Published 27-Mar-1991 in the Denver Post
Copyright ©1991 by Ed Quillen. All rights reserved.

As I understand matters from my remote outpost, the Denver City Council approved an ordinance which banned discrimination on the basis of sexual orientation. This upset some people, who collected sufficient signatures on petitions to put a repeal question on the May 21 ballot.

Some say that repeal of a simple anti-discrimination ordinance is being pushed by a bunch of homophobic yahoos.

Doubtless there is some truth in that charge, but the anti-gay-rights-ordinance crowd does have a point. They say that lesbians and urnings are getting protection not afforded to other segments of society, and they're right. If American society truly cared about human rights and allowing all people to perform up to their potential, we'd see an enlarged anti-discrimination ordinance:

· The Differently Cultured. Corporate American expects a certain regular-guy mind-set. You're supposed to like football and network TV. Veer far from those standards either way -- a taste for opera or country-western music, a preference for PBS or Nashville Network -- and you're an egghead or a low-life. You'll never be part of the team, and you face a lifetime of discrimination until you learn to walk the walk and talk the talk.

· Slobs. This is personal. I've tried to change, but it must be genetic. Other people can stay dapper after shoveling a load of organic fertilizer, but I can emerge from a barber shop in a three-piece suit, and within minutes, I look like the survivor of a three-day Hells Angels picnic.

This is one reason that I am among the millions of unemployables. Yet we could be productive members of society if the Neatness Bigots ever realized that there are things that matter more than clean fingernails.

· The Under-Credentialed. What do Thomas Edison, Clarence Darrow, H.L. Mencken and Harry Truman all have in common? No college degree, although they succeeded brilliantly at engineering, law, journalism and politics.

Many studies show that at least 90 percent of jobs which supposedly require college degrees can be performed by any literate person. Most often, when you see B.S. or B.A. required, it really means we want an upper-class, well-dressed vacuum with appropriate social graces. Thanks to the Reagan-era cutbacks in financial aid, those are the only people likely to have college degrees. Think of J. Danforth Quayle, and you've got what most employers actually want when they specify a college diploma.
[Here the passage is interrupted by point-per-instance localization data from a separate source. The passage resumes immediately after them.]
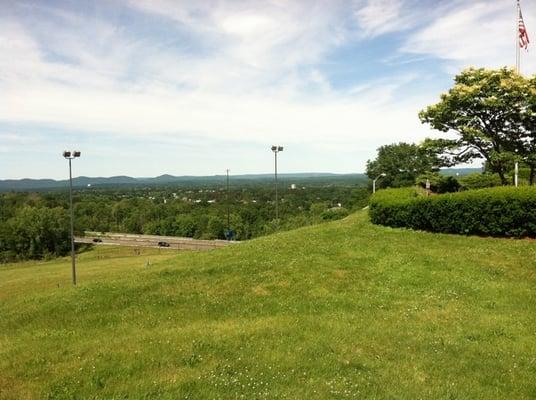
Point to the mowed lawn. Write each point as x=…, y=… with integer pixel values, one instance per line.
x=344, y=310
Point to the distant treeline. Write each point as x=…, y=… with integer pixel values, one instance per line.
x=36, y=225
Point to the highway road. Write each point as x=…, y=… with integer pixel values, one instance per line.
x=154, y=241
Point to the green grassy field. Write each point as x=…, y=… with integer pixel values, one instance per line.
x=344, y=310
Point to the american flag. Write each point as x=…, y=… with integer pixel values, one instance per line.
x=523, y=36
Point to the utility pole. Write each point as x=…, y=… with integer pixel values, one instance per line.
x=70, y=155
x=228, y=206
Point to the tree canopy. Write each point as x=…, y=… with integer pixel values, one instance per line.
x=493, y=114
x=402, y=163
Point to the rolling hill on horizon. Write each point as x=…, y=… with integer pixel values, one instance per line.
x=29, y=184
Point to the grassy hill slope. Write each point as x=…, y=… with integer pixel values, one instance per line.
x=337, y=311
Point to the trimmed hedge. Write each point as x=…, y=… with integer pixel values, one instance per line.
x=499, y=211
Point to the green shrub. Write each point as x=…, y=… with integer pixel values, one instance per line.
x=479, y=181
x=500, y=211
x=438, y=183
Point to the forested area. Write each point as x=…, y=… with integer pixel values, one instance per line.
x=36, y=225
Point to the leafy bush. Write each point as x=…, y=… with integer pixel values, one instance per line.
x=501, y=211
x=34, y=233
x=438, y=182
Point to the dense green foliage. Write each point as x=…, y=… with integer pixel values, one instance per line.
x=493, y=113
x=438, y=183
x=35, y=225
x=34, y=233
x=501, y=211
x=479, y=181
x=402, y=163
x=345, y=310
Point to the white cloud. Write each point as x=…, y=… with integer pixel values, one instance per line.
x=224, y=71
x=477, y=33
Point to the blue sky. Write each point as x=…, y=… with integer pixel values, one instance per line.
x=147, y=87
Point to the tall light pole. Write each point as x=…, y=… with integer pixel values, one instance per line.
x=276, y=149
x=374, y=181
x=228, y=208
x=70, y=155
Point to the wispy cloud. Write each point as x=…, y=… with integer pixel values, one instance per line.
x=240, y=72
x=480, y=33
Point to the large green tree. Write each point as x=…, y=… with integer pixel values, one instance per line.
x=492, y=114
x=402, y=163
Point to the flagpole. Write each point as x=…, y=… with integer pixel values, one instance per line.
x=518, y=47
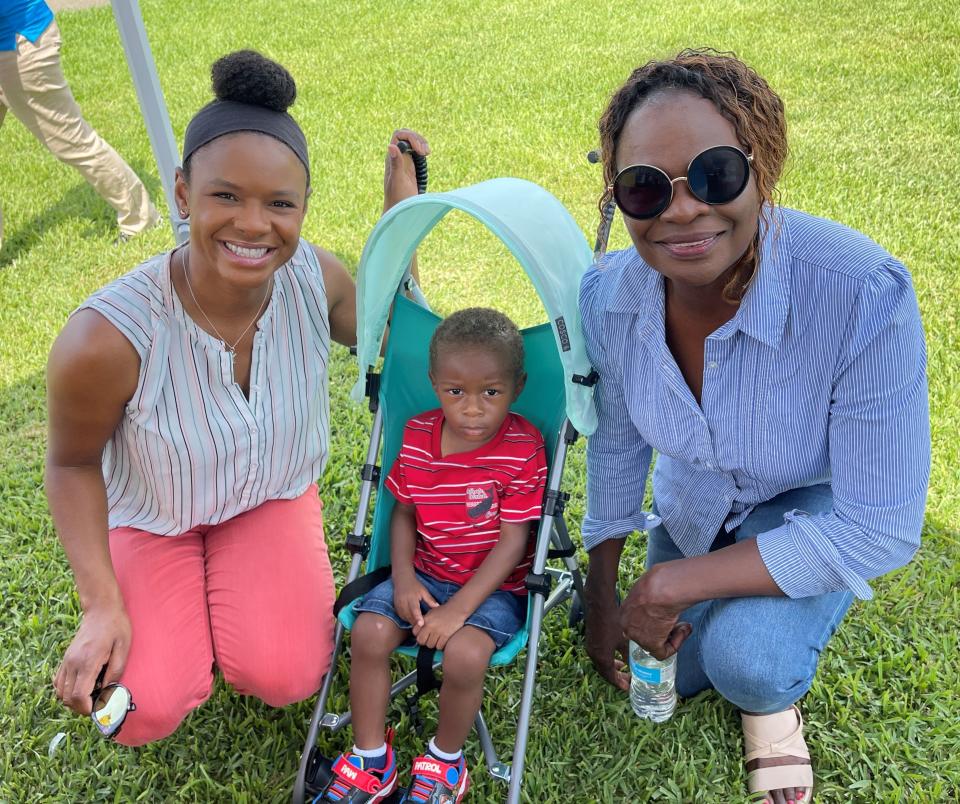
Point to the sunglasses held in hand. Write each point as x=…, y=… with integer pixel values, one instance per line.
x=717, y=175
x=111, y=704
Homosexuals do suffer unjust discrimination. So do most other people -- the majority of Americans are not well-groomed football fans with college degrees. If the gay-rights lobby would only realize that, and start building coalitions with the others of us who get raw deals, then we'd see some universal anti-discrimination laws, and we'd never see an election to repeal laws which had such widespread support.